Over the past 20+ years that I’ve lived in North Carolina, I’ve defined our community colleges in different ways in my mind. The cornerstone of state and local economic development strategy. The home of one of North Carolina’s public policy innovations – early colleges. The gateway leading to the path of lifelong learning. The employer of some of North Carolina’s most underpaid and underappreciated professionals. The holder of the least defined mission of our education institutions.
But today, as president of the Golden LEAF Foundation, I think of them in one primary way: the partner we need to help us live out our mission to transform the economy of rural, tobacco-dependent, and economically distressed areas of North Carolina.
Simply put, Golden LEAF needs community colleges to thrive and succeed.
Golden LEAF has been a strong and consistent funder of the state’s community colleges, awarding over $103 million in grants over our lifetime for campus projects and for scholarships. In addition to individual grants made to local colleges, the Foundation has made three large, strategic investments to help the NC Community College System and its local institutions start new and enhance existing programs to train workers for employment in the life science, aviation, and advanced manufacturing sectors. I have no doubt that we will continue to build on the record of investment.
Why?
Community colleges are both the backstop and the accelerator for building the state’s talent pipeline. When economic times are tough, community college enrollments skyrocket as those who lose jobs or who cannot find them turn to these campuses to develop skills to improve their marketability. When times are good, our economic development recruiters pitch the 58 campuses as key assets to reassure new and existing employers that North Carolina has the capacity to meet their demands for a highly-skilled and competitive workforce.
Now, as North Carolina’s economy hovers near full employment, the community colleges represent the best hope for those North Carolinians with substantial barriers to employment to reconnect, up-skill and complete a credential or degree necessary to get hired in a job that can provide a decent wage to support themselves and their families.
Yet sometimes community colleges are overlooked — perhaps because they do so many things. I remember talking to a major employer in a rural community who was sending employees to Maryland for training, when I knew full well that a community college five miles away had expertise in this industry. But the connection between the college and the business concerning workforce training had not happened.
So Golden LEAF facilitated the discussion and added some money to renovate and equip space at the college to demonstrate the seriousness with which we took the situation. Today, that employer sends its people down the road to receive training, instead of on a plane or up the interstate to a higher-cost option.
It’s not always that easy, but we have noticed that when we require that a community college demonstrate demand for employment at specific companies and show private sector dollars committed for a project, we tend to get better outcomes. I hope the availability of our funding has helped encourage disciplined thought about how community colleges define success and help them tell that story in a concrete way.
I’ve been part of MyFutureNC, a product of the vision of private funders with a deep interest in improving education. One of its objectives is to establish a target goal of a percentage of North Carolinians of working age to possess a meaningful credential or degree. This is an opportunity for the entire state to be better prepared for the jobs of the future that we know are coming to North Carolina. Community colleges have to play a big role for that goal to be achieved.

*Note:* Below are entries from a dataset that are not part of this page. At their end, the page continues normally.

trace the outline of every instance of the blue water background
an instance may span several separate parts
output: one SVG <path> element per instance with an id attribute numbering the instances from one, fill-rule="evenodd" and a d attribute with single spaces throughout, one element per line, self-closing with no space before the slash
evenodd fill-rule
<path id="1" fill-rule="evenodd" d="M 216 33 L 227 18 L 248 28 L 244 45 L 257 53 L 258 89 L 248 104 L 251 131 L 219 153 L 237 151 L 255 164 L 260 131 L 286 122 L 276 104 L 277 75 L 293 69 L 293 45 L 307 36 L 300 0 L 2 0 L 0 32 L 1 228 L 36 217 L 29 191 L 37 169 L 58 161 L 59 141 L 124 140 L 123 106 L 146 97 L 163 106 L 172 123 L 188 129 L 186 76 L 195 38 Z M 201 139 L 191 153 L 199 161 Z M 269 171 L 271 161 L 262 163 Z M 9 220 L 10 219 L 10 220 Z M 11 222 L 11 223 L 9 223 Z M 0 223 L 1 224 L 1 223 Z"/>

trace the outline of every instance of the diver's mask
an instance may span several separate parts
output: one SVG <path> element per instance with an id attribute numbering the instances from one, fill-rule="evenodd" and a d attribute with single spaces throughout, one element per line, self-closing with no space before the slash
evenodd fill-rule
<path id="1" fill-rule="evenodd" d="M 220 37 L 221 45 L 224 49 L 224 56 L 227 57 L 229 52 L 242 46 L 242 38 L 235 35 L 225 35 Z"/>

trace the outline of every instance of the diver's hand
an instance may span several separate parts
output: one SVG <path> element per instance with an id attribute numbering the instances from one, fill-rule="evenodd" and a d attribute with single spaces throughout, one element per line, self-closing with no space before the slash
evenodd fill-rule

Most North Carolina early colleges, a four- to five-year program where students take college-level coursework while still in high school, are housed on community college campuses. Their graduation rates are phenomenal, and the stories of their graduates even more so.
I remember a young woman who graduated from an early college in a rural community in four years, was awarded a scholarship from Golden LEAF, and finished her bachelor’s degree in two more years and was back home teaching in the elementary school that she attended at the age of 20. This year, I met a young man who earned an Associate’s Degree in Arts and Science at age 18, while working 30+ hours a week as the sole bread winner for his family.
North Carolina has much to brag about in education, and early colleges are a definite point of pride.
And it’s not just those young people. It’s the 27-year-old who dropped out of high school, was working, lost a low-paying job, and is now returning to college to complete his education. Or the 55-year-old whose children are going to college, who realized that she needs to increase her skills to move ahead in her job.
Community colleges take all comers, and we all need to better understand the complexity of that mission to be good partners.
A brief postscript: I’ve known our new community college system president Peter Hans for quite a while. When recently discussing his priorities, he brought up faculty salaries and the challenge they face hiring and retaining qualified instructors, especially in sectors like healthcare, industrial technologies, and others where industry pay often exceeds the wage a person can earn teaching. Let me say “amen” to that.
Our state leaders have been vigorously and thoughtfully working to improve K-12 teacher salaries and remain mindful of the competitive environment for our university faculty. I applaud President Hans’s efforts to focus on recruiting and retaining quality instructors for community colleges, given the important role we want them to fill.